On September 14, 2018, the undersigned was sworn in as a United States District Judge,
and this action was subsequently reassigned to the undersigned, as presiding judge, on
September 19, 2018. On September 20, 2018, Defendants filed a motion to dismiss for failure to
state a claim [ECF No. 44], which is presently pending before this Court. Despite being given
ample time to do so, Plaintiff has not filed any response to Defendants’ motion.
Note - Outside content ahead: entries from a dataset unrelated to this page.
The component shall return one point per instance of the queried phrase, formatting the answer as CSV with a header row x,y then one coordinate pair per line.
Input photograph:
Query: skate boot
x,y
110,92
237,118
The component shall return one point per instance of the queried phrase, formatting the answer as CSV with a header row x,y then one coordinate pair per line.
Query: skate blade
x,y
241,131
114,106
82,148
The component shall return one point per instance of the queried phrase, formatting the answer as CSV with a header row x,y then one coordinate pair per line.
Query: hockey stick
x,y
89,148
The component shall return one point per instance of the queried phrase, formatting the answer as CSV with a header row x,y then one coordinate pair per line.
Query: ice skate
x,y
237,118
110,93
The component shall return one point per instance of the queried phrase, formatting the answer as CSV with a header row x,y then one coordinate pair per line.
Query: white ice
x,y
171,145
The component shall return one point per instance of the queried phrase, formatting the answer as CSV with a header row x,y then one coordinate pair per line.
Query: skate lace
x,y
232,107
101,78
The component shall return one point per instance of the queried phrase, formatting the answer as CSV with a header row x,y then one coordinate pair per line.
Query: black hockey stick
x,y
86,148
This matter is
now ripe for consideration.
II.
DISCUSSION
A.
Eleventh Amendment Immunity
Defendants initially argue that the DOC is immune from Plaintiff’s claims under the
Eleventh Amendment to the United States Constitution, and is also not a “person” against whom
suit may be brought under 42 U.S.C. § 1983. The Court agrees.
The Eleventh Amendment proscribes actions in the federal courts against, inter alia,
states and their agencies. Laskaris v. Thornburgh, 661 F.2d 23 (3d Cir. 1981)
(Pennsylvania); Mt. Healthy City Board of Education v. Doyle, 429 U.S. 274 (1977) (state
agencies). "Unless a State has waived its Eleventh Amendment immunity or Congress has
overridden it... a State cannot be sued directly in its own name regardless of the relief sought."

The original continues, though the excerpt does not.